John Skipper, the president of the Worldwide Leader in Sports, recently sat down with Vanity Fair to shed light on the move.
"I made the decision," Skipper said. "There was no influence from [ESPN corporate parent] Disney on this. And I made sure that I divorced my feelings about Bill [Simmons] from this decision because I would never let that affect the people who are there."
Skipper referenced Bill Simmons, the founder of Grantland and co-creator of ESPN's 30 for 30 documentary film series, who was fired from the network in May.

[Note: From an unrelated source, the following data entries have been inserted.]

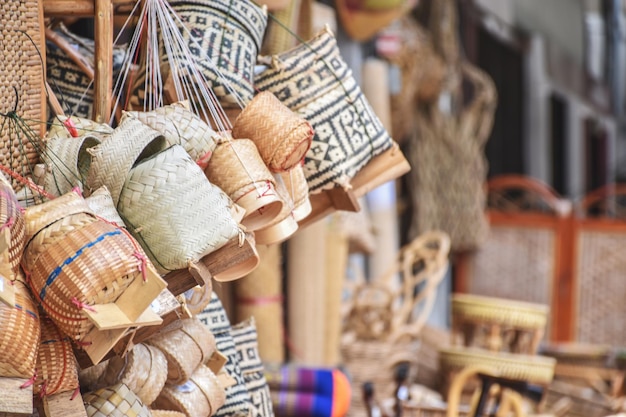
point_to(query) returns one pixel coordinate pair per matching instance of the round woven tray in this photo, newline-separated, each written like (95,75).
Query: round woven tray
(201,395)
(519,314)
(531,368)
(19,334)
(185,349)
(282,136)
(117,400)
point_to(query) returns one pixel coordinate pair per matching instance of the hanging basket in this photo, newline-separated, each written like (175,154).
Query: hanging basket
(225,38)
(174,211)
(313,80)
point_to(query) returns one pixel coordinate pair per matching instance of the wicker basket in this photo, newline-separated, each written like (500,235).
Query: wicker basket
(57,370)
(185,349)
(225,37)
(143,370)
(19,334)
(201,395)
(174,211)
(237,168)
(281,136)
(314,81)
(115,401)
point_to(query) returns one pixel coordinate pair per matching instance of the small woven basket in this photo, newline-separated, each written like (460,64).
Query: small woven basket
(143,370)
(19,334)
(314,81)
(77,260)
(281,135)
(67,163)
(11,216)
(185,349)
(237,168)
(225,38)
(117,400)
(57,370)
(180,126)
(112,160)
(201,395)
(174,211)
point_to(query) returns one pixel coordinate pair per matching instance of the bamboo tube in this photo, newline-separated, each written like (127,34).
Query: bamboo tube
(259,295)
(337,249)
(306,292)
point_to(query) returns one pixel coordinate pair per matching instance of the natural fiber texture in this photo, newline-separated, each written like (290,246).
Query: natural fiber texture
(245,337)
(260,295)
(176,214)
(237,397)
(143,370)
(313,80)
(115,401)
(11,217)
(67,163)
(185,349)
(180,126)
(101,203)
(57,370)
(130,142)
(202,395)
(281,135)
(19,334)
(225,37)
(74,259)
(21,85)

Two months after getting fired, though, Simmons inked a deal with HBO to launch his own weekly talk show. In October, four Grantland staffers left the sports-feature website to join Simmons, presumably at HBO. One of the four staffers was offered a job to become Grantland's new Editor-in-Chief, Skipper divulged.
"We lacked a full understanding of the bonding nature between Bill and those guys," Skipper says in hindsight.
As part of his sitdown with Vanity Fair, Skipper explained that "the decision was made the week before we announced it."
"In the weighing of a decision like this, you look at the resources, the time, the energy necessary to do this well and balance that with the things you get from it," Skipper said. "This was never a financial matter for us. The benefits were having a halo brand and being Bill Simmons related."
He added: "I loved the site. It pained me to make the decision. It was not without difficulty."